We choose the stories to tell

We choose the stories to tell

No one on the Internet is living the life you think they are.

The opening line to last week’s edition of The Sunday Dispatches from Paul Jarvis. It touched a nerve. More accurately, it shook something loose in me.

Facebook, Twitter, Instagram, Snapchat, Google+, whatever your poison, they are all great. Great for you, for whatever you use them for. Whether it’s to keep in touch with family, friends, long-lost twice removed cousins, we’ve got a plethora of apps to be able to communicate with pretty much anyone.

But here’s the thing with me.

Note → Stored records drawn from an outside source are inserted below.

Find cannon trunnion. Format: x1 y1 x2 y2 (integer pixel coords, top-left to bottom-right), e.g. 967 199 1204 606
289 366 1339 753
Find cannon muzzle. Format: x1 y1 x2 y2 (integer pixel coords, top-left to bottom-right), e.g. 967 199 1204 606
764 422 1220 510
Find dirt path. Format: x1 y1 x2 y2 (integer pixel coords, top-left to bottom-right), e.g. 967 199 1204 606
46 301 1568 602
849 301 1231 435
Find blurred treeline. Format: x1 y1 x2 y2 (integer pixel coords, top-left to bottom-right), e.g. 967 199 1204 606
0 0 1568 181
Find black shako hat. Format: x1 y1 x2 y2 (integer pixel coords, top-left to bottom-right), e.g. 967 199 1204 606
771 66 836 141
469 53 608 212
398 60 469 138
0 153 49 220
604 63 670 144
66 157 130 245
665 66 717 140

I am insanely guilty of constantly comparing. Comparing what other people are doing to what I’m doing. Where they’re going. Who they’re seeing. Social media has made it that much easier to be able to see and hear that information. And I’ve let it bring me down.

As Anish put it to me, I’m “comparing my blooper reel to other people’s highlight reels”. Feeling like what I’m achieving or doing just isn’t good enough. Compared to so-and-so. Why am I so hell-bent on constantly comparing myself to others, rather than my previous achievements or what I want to accomplish? It makes no fucking sense!

I’ve toyed with just going dark on social media. But I don’t think I could do that. Mostly because I use Twitter so heavily for work, I’d be a little lost without it. And also, just going dark for a week or two isn’t going to solve the problem. It’ll put it off for a couple of weeks. I’ll be in a bubble of not knowing. And while that sounds fantastic, once the bubble’s popped, I’ll be right back to where I started.

So here I am saying, enough. Enough with the comparisons. Yes, they’re off climbing a mountain today and you’re stuck doing the housework, but you’re not going to take a photo of the dishes and put that up on Instagram. Oh, wait.

Choose to be good with your life without comparing it to anyone else’s – which is hard, but necessary. It’s never apples to apples. Since you’re never seeing their whole story, it’s more like apples to elephants.